Recruiting classes for 2020-21 were assembled without face-to-face contact.
“The ability to get kids back on campus is vital. It really hit me when we welcomed all of our newcomers,” said Jones, ASU’s first-year head football coach. “Every individual who came here had never been on campus. I’ve never been a part of anything like that, all the recruiting through Zoom and FaceTime. This signing class, none of them had been on campus, so that was different in and of itself.”
In addition to in-state prospects, Jones said players from Alabama, California, Florida, Georgia, Illinois, Iowa, Louisiana, Mississippi, Missouri, Oklahoma, Tennessee and Texas are expected to go through drills tonight at ASU. Players check in at 4 p.m., with the camp running from 5-8 p.m.
“I know all the players have been excited to be able to go around the country, too, and get back to camping and really improving their skills. That’s the other thing that can’t be lost in all of this,” Jones said. “I think it’s great for the overall health and development of the game of football, for us to be able to work with individuals and really promote our game, teaching the fundamentals and details of our game as well. I think that’s a part of it, too, creating value for every camper and creating value for the game of football as well.”
Jones, who took over the program in December, said the camps are vital in the recruiting process because coaches get to see players firsthand and prospective recruits get to check out the staff as well as ASU’s football facilities.
“It’s an opportunity for both parties to evaluate each other. It’s an opportunity to build on the relationships that have already been established and it’s an opportunity for them at times to get around the current members of your football team,” Jones said. “One of our biggest assets that we have here is our facilities, so an individual can see our facilities firsthand, and it’s important for them to feel the excitement and feel the momentum that right now surrounds our program. That’s as big of a factor for us in these camps and everything else in getting individuals on campus.”
NCAA rules allow 10 camp opportunities whether on or off campus, Jones said.
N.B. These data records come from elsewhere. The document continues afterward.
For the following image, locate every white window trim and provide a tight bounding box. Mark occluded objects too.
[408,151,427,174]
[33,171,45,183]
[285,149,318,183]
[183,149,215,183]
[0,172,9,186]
In addition to their own camps, ASU coaches are attending others off campus, such as one next week in Nashville that is expected to draw at least 16 other schools.
Jones said ASU coaches are strategically planning camp days to make sure they take care of the current team and continue to build relationships with their players.
“We’ve tried to be very strategic in terms of where we go and all that. Our coaches have been across the country working different camps as well,” Jones said. “The first couple of weeks of June are really, really hectic and have a fast pace, but it’s been really productive for us.”
While three of the four camps are geared toward high school players, the Butch Jones Future Stars Football Camp on Monday and Tuesday is for younger ages. Walk-up registration will be allowed on Monday morning at the 8:30 check-in.
Jones said the younger camp is one of his favorites for a number of reasons.
“It’s promoting the game of football, teaching kids from kindergarten to eighth grade the fundamentals, the details, the game of football. It’s an opportunity for them to not only be coached by our coaching staff, but from our current players as well,” Jones said. “I think it builds an affinity for Arkansas State University. I think it builds a brand, it builds an identity where a lot of these youngsters will develop relationships with our players.”
ASU has had a staff position open since Steve Hauser, the special teams coordinator, announced plans to accept a position outside football late last month.
Jones indicated ASU will soon fill the job, which involves being in charge of all special teams and also working with safeties.
“We’ve definitely done our due diligence,” he said. “I want to say we’ve interviewed over 20 individuals and I’m close to making a decision, probably, I’m guessing, will make a decision by the first of next week. It’s been extremely humbling, the amount of interest that we’ve had across the country. Individuals truly understand what we’re building here, what we could become here, and a lot of them want to be part of our program.”